Thursday, July 28, 2011

Stupid self-publishing mistakes I have made: ISBNs

I should have either bought a block of ISBNs from Bowker or just used CreateSpace services to get my ISBN. What I did instead was just buy one ISBN from Bowker and now nickel and dimed my way into spending too much for a book that’s sold less than 30 copies so far.
Here’s the problem: I wanted to get my own ISBN so that I could get my book sold at Apple’s iBookstore, which requires an ISBN. So I spent $125 to get the one ISBN I thought I needed instead of spending $250 to get a block of ten, not knowing at the time you’re supposed to have a different ISBN for each format of your book: Kindle, paperback, PDF, audio or EPUB (the Nook, Lulu and Apple iBooks all use the EPUB format).

There was also a little vanity involved: rather than identify my book as self published, which would be the case if Lulu or Amazon’s CreateSpace were the publisher, I wanted to create my own imprint.
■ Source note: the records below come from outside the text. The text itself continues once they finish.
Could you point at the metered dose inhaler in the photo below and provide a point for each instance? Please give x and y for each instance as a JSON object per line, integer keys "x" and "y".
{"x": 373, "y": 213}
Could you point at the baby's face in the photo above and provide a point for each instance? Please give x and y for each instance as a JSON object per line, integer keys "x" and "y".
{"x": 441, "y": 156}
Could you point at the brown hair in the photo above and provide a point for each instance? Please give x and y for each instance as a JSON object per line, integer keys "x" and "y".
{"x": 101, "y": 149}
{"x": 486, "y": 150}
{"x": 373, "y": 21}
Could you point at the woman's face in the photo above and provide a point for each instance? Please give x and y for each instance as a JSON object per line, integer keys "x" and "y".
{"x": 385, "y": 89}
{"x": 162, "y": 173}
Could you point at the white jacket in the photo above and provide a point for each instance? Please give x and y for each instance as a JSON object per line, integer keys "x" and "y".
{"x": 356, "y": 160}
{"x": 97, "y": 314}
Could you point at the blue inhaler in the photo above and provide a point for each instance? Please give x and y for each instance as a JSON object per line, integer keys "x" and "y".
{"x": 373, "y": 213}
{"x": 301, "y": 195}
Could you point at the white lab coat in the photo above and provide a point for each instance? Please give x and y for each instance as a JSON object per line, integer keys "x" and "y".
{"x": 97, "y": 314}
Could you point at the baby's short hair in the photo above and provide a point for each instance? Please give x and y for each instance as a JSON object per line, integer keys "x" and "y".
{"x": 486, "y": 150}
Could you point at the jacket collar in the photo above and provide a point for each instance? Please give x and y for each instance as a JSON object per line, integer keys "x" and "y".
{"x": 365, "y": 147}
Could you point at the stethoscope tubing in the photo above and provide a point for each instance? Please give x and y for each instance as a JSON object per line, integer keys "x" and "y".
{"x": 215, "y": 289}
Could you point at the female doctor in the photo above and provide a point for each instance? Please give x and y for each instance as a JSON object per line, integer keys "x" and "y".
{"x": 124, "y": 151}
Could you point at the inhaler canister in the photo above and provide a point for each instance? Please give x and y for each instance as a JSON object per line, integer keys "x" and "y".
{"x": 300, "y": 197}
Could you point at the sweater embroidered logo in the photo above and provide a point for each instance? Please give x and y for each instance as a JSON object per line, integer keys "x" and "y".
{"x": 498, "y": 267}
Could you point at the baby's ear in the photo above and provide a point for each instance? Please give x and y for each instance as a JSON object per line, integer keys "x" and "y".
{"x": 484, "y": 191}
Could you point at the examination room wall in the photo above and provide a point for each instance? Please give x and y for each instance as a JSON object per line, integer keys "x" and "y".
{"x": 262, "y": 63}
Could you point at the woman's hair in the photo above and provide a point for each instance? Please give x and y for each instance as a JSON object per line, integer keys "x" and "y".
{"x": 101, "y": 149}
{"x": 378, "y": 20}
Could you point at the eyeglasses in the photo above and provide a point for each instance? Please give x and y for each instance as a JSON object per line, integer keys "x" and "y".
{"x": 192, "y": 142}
Part of that reasoning, of course, was that I knew many places would not review self-published books, but let’s face it, I don’t have the time nor money to pretend to be an actual publishing company.

So when it came to publish the paperback through CreateSpace, I chose the option that would register an ISBN with Bowker and list Mallard Mysteries as the publisher. It was pretty cheap, I think something like $10 as opposed to spending another $125 at Bowker for one or $250 for 10.

But then I had the clever idea to also make my books available to libraries, only to find that the Library of Congress won’t issue a catalog control number for self-published books. But CreateSpace will get you a LOC number, but only if you don’t pay the $10 to get an ISBN issued to yourself.

All in all, I would have been better off not buying an ISBN just for Apple’s iBookstore because I haven’t sold a single copy there and I would have been better off just using CreateSpace’s free ISBN listing CreateSpace as the publisher. After all, it’s conceivable some library somewhere, maybe the Denver Public Library because Good Cop, Dead Cop is set in Denver, might have bought the book. And many book clubs won’t consider books for their groups unless the book is theoretically available through their library.